Open Kerro-junior opened 10 months ago

Kerro-junior commented 10 months ago

As the paper Protein−Ligand Scoring with Convolutional Neural Networks says: The performance of trained CNN models were evaluated by 3-fold cross-validation for both the pose prediction and virtual screening tasks. To avoid evaluating models on targets similar to those in the training set, training and test folds were constructed by clustering data based on target families rather than individual targets.

But I couldn't find the dataset here, and I didn't know how you construct test folds by target families...(also couldn't find the test fold for pose predictions here)

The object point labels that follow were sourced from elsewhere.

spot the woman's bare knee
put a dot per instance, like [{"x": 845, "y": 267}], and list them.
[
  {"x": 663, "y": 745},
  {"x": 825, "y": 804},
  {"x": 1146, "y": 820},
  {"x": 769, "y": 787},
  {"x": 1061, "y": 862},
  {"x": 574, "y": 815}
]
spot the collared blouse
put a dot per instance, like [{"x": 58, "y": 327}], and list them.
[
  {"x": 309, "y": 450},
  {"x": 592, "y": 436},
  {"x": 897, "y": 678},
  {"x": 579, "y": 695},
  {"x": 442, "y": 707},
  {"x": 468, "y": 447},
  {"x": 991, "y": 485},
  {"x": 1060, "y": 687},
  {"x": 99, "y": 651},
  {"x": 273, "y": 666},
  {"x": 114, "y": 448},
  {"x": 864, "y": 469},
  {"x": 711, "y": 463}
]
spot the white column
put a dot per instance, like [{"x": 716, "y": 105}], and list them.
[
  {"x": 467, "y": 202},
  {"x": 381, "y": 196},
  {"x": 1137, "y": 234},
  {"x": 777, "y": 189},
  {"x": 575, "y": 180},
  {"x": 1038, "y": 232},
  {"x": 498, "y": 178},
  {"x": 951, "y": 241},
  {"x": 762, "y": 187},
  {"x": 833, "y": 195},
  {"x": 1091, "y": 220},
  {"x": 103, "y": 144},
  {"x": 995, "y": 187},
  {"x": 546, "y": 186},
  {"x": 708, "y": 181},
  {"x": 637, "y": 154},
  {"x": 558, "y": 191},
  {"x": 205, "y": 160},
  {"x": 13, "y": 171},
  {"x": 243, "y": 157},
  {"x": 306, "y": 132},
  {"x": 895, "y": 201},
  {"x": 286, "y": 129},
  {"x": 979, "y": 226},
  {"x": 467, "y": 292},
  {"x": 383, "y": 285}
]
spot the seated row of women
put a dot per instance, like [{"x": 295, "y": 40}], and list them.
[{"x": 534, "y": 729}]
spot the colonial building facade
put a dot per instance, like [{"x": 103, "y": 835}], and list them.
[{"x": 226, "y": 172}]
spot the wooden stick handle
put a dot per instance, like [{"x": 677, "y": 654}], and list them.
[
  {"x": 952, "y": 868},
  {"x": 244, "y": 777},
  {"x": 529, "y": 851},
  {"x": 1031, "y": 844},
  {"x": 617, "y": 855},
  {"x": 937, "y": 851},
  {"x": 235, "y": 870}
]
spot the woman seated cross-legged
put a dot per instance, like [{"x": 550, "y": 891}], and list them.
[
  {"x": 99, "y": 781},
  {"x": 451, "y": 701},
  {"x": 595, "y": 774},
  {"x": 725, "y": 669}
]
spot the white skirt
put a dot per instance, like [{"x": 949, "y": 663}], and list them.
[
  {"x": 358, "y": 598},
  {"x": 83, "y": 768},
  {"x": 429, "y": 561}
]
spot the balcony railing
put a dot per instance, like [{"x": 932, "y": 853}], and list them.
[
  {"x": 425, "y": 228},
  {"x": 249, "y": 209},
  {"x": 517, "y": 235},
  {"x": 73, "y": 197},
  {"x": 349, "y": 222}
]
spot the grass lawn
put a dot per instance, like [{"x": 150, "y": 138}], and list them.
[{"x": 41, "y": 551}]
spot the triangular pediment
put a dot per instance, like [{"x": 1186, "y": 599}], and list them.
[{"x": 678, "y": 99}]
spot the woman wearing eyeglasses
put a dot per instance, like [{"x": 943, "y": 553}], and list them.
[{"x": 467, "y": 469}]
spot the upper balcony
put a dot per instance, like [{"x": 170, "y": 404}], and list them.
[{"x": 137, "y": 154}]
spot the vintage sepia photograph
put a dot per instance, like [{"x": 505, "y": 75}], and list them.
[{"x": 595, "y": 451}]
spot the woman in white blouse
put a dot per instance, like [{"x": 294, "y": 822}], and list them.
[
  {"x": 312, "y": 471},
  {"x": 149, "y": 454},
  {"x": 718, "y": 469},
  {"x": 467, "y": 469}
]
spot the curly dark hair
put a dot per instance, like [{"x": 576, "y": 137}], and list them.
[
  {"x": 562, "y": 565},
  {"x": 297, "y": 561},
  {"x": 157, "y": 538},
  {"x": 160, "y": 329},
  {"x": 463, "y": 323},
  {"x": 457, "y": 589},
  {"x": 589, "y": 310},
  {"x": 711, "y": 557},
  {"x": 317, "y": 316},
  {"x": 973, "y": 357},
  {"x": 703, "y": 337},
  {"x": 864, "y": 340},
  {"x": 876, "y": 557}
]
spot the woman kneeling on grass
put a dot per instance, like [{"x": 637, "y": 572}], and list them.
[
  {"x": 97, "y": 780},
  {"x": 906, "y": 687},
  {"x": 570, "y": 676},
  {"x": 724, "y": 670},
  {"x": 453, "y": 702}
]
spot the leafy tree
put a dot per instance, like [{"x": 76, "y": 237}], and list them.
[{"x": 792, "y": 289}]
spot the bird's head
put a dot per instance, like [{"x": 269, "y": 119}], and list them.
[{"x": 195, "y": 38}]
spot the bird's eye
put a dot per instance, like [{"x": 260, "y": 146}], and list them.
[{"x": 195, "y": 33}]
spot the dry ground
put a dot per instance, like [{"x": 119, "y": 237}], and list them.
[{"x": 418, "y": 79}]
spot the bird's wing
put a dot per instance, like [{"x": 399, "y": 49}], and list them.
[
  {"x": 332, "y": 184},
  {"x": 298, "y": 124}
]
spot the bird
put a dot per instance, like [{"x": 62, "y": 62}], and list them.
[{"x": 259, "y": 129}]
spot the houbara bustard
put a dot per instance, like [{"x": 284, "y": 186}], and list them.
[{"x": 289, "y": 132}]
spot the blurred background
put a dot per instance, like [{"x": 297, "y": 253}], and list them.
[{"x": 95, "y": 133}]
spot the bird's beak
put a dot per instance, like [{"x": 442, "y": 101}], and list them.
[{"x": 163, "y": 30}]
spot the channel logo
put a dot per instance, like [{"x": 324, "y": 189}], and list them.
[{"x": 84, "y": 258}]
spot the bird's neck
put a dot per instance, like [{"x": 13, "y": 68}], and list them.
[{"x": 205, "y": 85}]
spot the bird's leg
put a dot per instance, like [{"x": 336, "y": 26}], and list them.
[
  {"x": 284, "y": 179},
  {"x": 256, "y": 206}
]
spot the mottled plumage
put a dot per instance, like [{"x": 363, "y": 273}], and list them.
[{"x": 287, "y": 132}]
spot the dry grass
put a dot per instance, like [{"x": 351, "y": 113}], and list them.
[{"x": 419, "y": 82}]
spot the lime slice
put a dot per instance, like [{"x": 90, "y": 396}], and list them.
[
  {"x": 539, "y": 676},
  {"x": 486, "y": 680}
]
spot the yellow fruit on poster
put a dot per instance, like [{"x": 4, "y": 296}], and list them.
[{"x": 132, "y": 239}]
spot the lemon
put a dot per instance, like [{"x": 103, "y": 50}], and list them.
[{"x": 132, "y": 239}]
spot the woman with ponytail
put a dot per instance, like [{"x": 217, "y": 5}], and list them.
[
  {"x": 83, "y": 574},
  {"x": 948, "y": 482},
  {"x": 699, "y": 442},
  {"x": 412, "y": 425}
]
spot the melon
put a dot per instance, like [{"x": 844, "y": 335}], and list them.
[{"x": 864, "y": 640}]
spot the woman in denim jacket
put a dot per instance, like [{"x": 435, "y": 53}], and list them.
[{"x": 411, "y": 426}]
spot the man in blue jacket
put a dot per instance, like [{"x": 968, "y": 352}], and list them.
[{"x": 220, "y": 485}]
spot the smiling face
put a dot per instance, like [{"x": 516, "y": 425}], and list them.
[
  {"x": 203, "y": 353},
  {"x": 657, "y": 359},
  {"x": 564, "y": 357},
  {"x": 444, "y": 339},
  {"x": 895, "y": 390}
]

dkoes commented 10 months ago

The method: https://github.com/gnina/scripts/blob/master/clustering.py which is described in the readme for the scripts repository.

We use the Crossdocked set now though.

OliviaViessmann commented 7 months ago

I have a similar question -- would it be possible for you to upload a txt with the matching of receptor_ids to cluster id for the CrossDocked data set? To avoid rerunning the computation and matching your splits? Thanks

dkoes commented 7 months ago

The full crossdocked set is available here: https://bits.csb.pitt.edu/files/crossdock2020/ You can get the receptor ids from the types files.

OliviaViessmann commented 7 months ago

Fantastic. Thank you for the swift reply. I see "receptor_ids" in the format of "XXX/pdb_id_Y". Am I understanding correctly that the "XXX" prefix is the id of the "structural homology cluster", i.e. any pocket with an id prefix "XXX" is similar according to the Pocketome? That being said -- is there any information on how structural similarity between pockets was determined? I tried to look up the website of pocketome.org for a definition but unfortunately it appears to be down. The reason why I am asking: I am trying to assess how to set up a fair train/test split to evaluate generalizability. Regards

dkoes commented 7 months ago

Yes, XXX (e.g. 1433B_HUMAN_1_240_pep_0) is the Pocketome cluster. The original Pocketome paper is here. We clustered the pocketome pockets using sequence similarity with the clustering.py script.